Rak jajnika

15 lat temu
Zachorowałam w lipcu tamtego roku.Był to szok,do konca nie wierzyłam,ze mnie to spotkało.Zaczęło sie nagle.Całe zycie zdrowa jak ryba.Póżno,jak zwykle przy I ttym raku pózno.I tutaj zaczyna się moje forum.....Dlaczego tyle krzyczy się o raku piersi,o raku szyjki macicy,a o raku jajnika nic.Mamy profilaktyczne badania cytologiczne,mamografię,a o badaniu CA 125 nikt nam nawet nic nie mówi.Przecież o raku jajnika mówi się(dzisiaj to wiem)"cichy zabójca".Dlaczego ma tak znikomą wyleczalnośc.......Jego wykrywalnośc jest w 3,4 stadium,wiadomo co to znaczy.....Nikt nam kobietom nie mówia by profilaktycznie badac sobie krew,bo to jest jedyna szansa aby uchwycic go szybciej.I wbrew pozorom choroba ta nie dotyczy kobiet tylko po40-tce.Umierały przy mnie dziewczyny,które miału niespełna 20-cia lat.Czy na prawdę w naszym kochanym kraju nie możemy zrobic nic,aby uświadomic przynajmniej kobietom co może im grozic?Ja przeszłam cięzką operacje,dzisiaj jestem zdrowa i wierzę,że tak zostanie.Wiem,że to moja siła mnie pcha do przodu.Tej siły życzę każdemu
26037 odpowiedzi:
  • 9 lat temu
    olusia jeszcze planu gdzie się wdrapie nie robiłam mąż mnie namawiał żeby coś zaplanować ale to było przed moją kontrolą więc nie chciałam robić planów z których mogło nic nie wyjść ale teraz wiem ze moge jechać to w sobotę spotykamy się ze znajomymi żeby zrobic plan na każdy dzień. Jedzie nas w sumie 17 osób ( 5 rodzin) :D będzie wesoło ;) ja od kilku lat nocuję w tym samym miejscu tj CZarna Góra koło Białki Tatrzanskiej noclegi rewelacja czyściutko czuje się tam jak w domu mają pokoje i apartamenty http://zagora140.spanie.pl/zakladka/opis#a
  • 9 lat temu
    magg fajnie że lepiej się czujesz musisz wierzyc że wyjdziesz z tego tylko potrzeba czasu dopiero co skonczyłaś chemię więc jej skutki możesz odczuwać jeszcze jakiś czas ja podczas chemii nie miałam takich skutków ubocznych jak po, ale powoli małymi kroczkami do przodu ;) dbaj o swój organizm a jeszcze nie raz polecisz gdzie sobie zamarzysz ;) a jak z jedzonkiem u Ciebie też się poprawiło??
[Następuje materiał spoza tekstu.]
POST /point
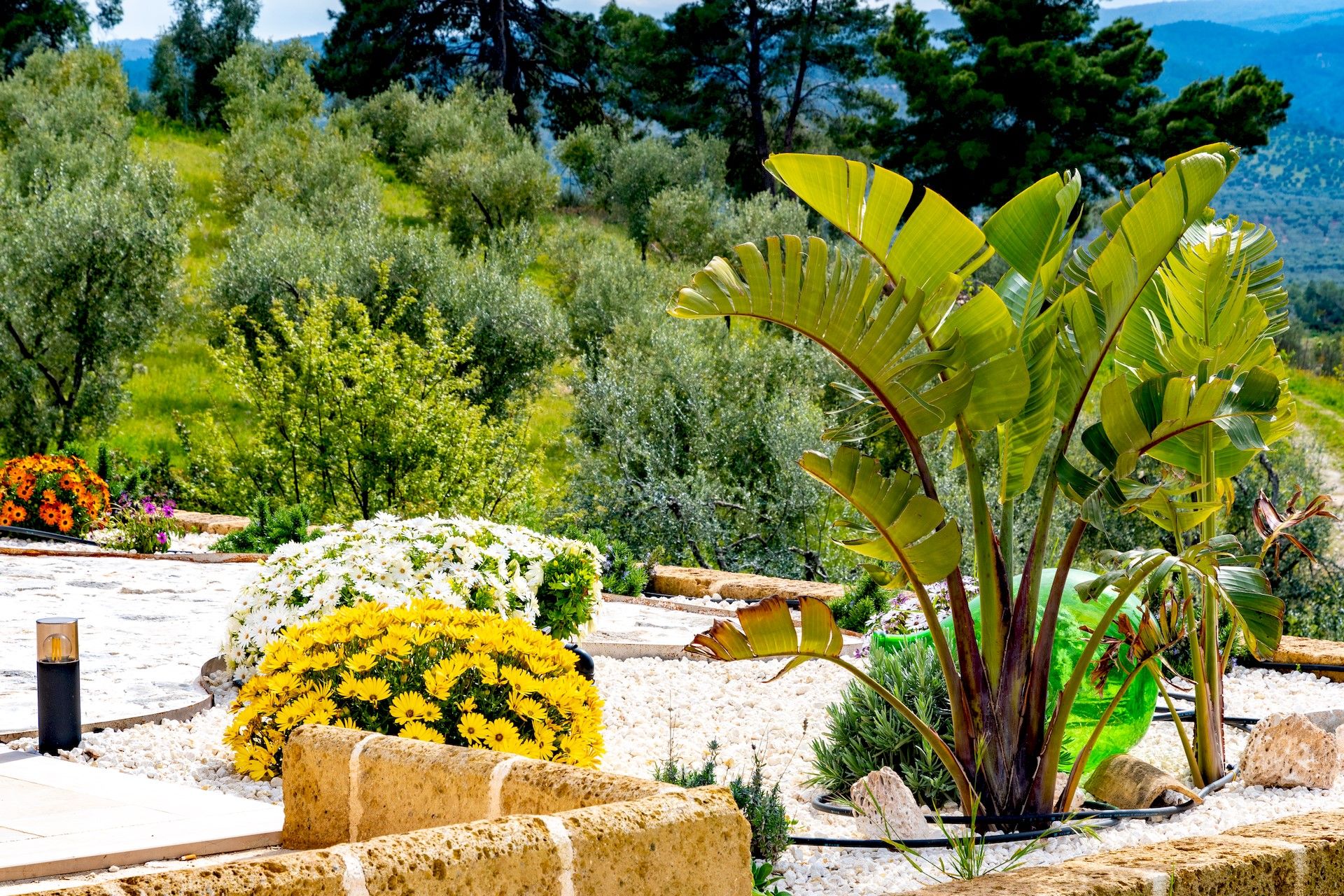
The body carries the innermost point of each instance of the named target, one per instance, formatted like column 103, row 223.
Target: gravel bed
column 675, row 707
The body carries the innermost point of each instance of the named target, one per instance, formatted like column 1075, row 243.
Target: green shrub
column 354, row 418
column 761, row 804
column 860, row 602
column 268, row 530
column 864, row 734
column 276, row 147
column 680, row 448
column 90, row 248
column 515, row 332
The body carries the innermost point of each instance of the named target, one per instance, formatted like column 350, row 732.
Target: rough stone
column 213, row 523
column 886, row 809
column 1289, row 751
column 694, row 841
column 543, row 788
column 1208, row 865
column 508, row 856
column 314, row 874
column 1068, row 879
column 316, row 780
column 1322, row 839
column 1327, row 653
column 739, row 586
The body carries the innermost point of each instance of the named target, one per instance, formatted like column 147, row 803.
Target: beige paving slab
column 62, row 818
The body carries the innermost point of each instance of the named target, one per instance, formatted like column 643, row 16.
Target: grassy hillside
column 178, row 378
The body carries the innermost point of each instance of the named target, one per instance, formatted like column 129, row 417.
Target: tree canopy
column 1025, row 86
column 29, row 24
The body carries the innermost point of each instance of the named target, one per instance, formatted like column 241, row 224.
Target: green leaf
column 1260, row 612
column 906, row 527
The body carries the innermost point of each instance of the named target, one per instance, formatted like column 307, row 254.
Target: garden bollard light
column 58, row 684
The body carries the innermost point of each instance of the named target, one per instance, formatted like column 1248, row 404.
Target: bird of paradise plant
column 1018, row 362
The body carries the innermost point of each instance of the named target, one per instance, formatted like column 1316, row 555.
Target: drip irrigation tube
column 1101, row 813
column 43, row 536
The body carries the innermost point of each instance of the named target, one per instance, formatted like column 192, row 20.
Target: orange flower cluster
column 50, row 492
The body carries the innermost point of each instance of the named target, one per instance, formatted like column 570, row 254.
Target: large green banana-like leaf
column 1166, row 416
column 932, row 254
column 1034, row 232
column 1217, row 300
column 1260, row 613
column 1022, row 441
column 768, row 631
column 934, row 251
column 841, row 305
column 904, row 526
column 1110, row 273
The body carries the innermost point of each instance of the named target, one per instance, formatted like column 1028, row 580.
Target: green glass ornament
column 1135, row 713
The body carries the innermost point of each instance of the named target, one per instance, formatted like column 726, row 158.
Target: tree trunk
column 756, row 92
column 804, row 57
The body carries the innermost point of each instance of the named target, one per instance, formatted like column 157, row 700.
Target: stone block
column 534, row 788
column 1322, row 837
column 1210, row 865
column 1075, row 878
column 502, row 858
column 407, row 785
column 695, row 841
column 1327, row 653
column 312, row 874
column 316, row 780
column 692, row 582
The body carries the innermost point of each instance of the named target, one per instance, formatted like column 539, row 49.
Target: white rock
column 886, row 809
column 1287, row 750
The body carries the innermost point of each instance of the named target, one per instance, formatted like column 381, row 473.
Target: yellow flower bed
column 422, row 671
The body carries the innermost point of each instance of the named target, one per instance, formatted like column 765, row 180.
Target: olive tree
column 90, row 242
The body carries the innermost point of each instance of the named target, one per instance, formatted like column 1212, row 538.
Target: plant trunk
column 756, row 93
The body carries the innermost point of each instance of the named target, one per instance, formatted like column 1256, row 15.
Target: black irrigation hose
column 49, row 536
column 1291, row 666
column 1108, row 818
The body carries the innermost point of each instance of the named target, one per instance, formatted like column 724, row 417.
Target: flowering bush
column 51, row 493
column 553, row 583
column 424, row 671
column 143, row 526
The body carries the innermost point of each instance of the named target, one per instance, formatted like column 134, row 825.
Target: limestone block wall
column 691, row 582
column 378, row 816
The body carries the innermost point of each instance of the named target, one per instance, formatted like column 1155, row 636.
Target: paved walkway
column 61, row 817
column 144, row 630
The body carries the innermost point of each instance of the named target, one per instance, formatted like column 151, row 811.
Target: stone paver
column 144, row 630
column 59, row 817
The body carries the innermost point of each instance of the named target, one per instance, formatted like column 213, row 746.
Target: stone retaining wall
column 378, row 816
column 690, row 582
column 1298, row 856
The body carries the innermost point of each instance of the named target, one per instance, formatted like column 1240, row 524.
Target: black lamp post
column 58, row 684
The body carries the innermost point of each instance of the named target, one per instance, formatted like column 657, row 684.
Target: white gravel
column 655, row 707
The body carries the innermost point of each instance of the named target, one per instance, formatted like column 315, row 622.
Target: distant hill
column 137, row 54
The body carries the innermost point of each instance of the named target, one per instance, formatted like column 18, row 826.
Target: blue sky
column 293, row 18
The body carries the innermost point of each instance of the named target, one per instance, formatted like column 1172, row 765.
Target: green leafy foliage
column 512, row 327
column 1016, row 52
column 268, row 528
column 354, row 418
column 480, row 174
column 682, row 445
column 864, row 734
column 758, row 801
column 90, row 245
column 188, row 57
column 276, row 146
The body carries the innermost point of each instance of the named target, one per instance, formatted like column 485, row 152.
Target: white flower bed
column 467, row 564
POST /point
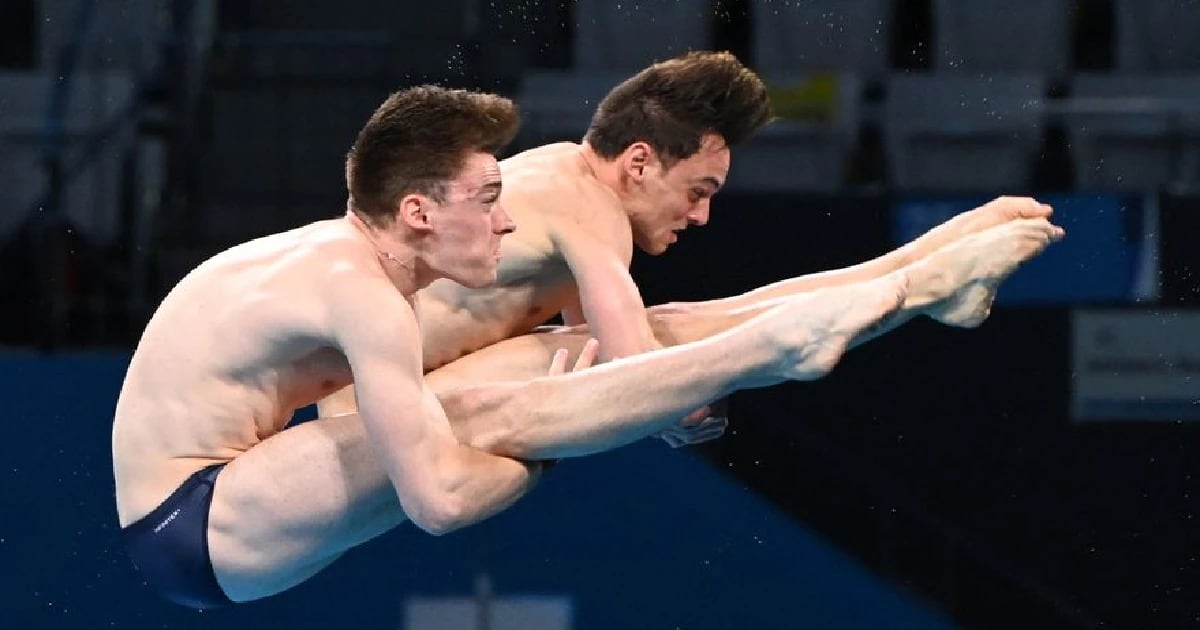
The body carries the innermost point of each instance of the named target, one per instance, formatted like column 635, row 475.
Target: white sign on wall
column 1135, row 365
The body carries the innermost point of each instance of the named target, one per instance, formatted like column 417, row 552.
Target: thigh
column 293, row 503
column 522, row 358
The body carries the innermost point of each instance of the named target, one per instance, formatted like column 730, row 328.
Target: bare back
column 551, row 196
column 234, row 349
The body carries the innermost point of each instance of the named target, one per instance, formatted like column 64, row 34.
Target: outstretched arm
column 991, row 214
column 633, row 397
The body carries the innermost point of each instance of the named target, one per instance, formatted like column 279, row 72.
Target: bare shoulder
column 549, row 192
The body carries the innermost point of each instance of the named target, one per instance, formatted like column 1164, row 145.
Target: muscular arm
column 611, row 405
column 609, row 300
column 991, row 214
column 442, row 484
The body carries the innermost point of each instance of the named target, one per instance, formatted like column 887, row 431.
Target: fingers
column 586, row 359
column 587, row 355
column 558, row 364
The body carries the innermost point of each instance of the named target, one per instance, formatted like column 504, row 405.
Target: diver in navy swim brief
column 169, row 545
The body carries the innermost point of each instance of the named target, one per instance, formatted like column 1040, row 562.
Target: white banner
column 1135, row 365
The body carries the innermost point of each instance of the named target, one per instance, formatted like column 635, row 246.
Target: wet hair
column 672, row 103
column 418, row 141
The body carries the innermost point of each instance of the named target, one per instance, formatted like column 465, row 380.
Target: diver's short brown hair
column 672, row 103
column 418, row 141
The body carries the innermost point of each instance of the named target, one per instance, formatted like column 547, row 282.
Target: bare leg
column 292, row 504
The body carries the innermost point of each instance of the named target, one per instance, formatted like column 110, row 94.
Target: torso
column 233, row 351
column 550, row 196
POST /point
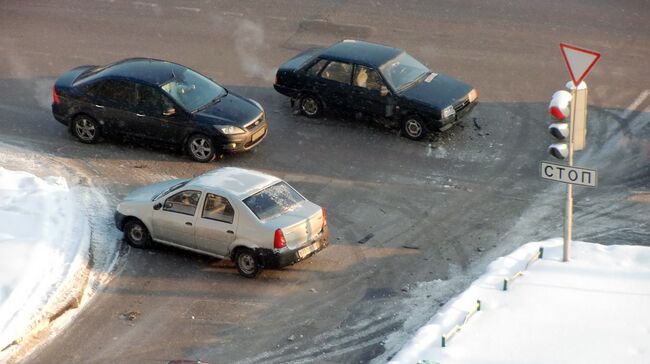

  • Uhhhh...jak ja lubię takie "kacze" jedzonko:))) Miłka - gdzie "lecisz" w Taterki?
  • 9 lat temu
    czarownica fajnie że córcia już po zabiegu i już gania tak jak wcześniej pisałam dzieci szybko dochodza do siebie a ja "stara klapa" musiałam leżeć :D ja podczas chemii również byłam nad morzem lekarz nie widział przeciwwskazań w ukochane góry nie pojechałam bo nie czułam się na siłach ale w tym roku jadę w Taterki w sierpniu teraz podczas wizyty kontrolnej pytałam lek. czy mogę jechać w góry to odpowiedział a dlaczego nie , nie widzę przeciwwskazań mam wrócic do normalnego życia nawet stwierdził że wysiłek fizyczny wskazany :D aż się miło czyta forum jak takie dobre wiadomości ;) ja dzisiaj śmigam z koleżankami na siłownię a póki co w domu mam przetwórnię zaprawiam truskawki, syrop z kwiatów czarnego bzu na przeziebienie jak znalazł, pierwszy raz robię konfiturę z płatków róży i na dokładkę przytargałam z działki zieleninę i zrobie jak ja to nazywam "kacze żarcie" tj. sałata, koperek, szczypiorek, pomidory, ogórki, rzodkiewka, jajka i łyżeczka majonezu :D uwielbiam to ;)
  • 9 lat temu
    Dziewczyny, gratuluje wszystkich dobrych wiesci:) i ja dodam cos pozytywnego od siebie:) Jest 2 dzien po sciagnieciu wody z pluc a czuje sie lepiej niz po ostatnim sciaganiu nastepnego dnia co rozumiem, ze plyn jesli sie zbiera to wolniej o min. 1 dzien niz ostatnio wiec moze cos sie stabilizuje. Mysle ze zbiera sie nadal ale na poczatek dobrze ze mniej. Oby mnie tylko na jutrzejrzej kontroli nie wyprowadzili z bledu moich rozwazan. Drugi pozytyw to cisnienie wrocilo do normy i od wczoraj wieczorem wrocilam do lekow spowalniajacych tetno i tu tez jest troche lepiej. To takie malutkie punkciki zaczepienia, ale szalu nie ma. Dzien bylby jeszcze piekniejszy gdyby byl sloneczny. U nas caly dzien mzawka i zimno. Chcialam nad jezioro jechac pospacerowac i popatrzec w wode a tu sie przed dom wychodzic nie chce. I to ma byc lato? Weekend tez ma byc deszczowy i zimny:( a chcialam poplywac... Kiedys mowilam ze jak bedzie mozliwosc to wyprowadze sie do Azji lub przynajmniej do poludniowej Europy. Ale z tym rakiem to ja bym chciala tam choc jeszcze jeden raz leciec i skorzystac na maxa, a juz zycie tam sobie odpuszcze.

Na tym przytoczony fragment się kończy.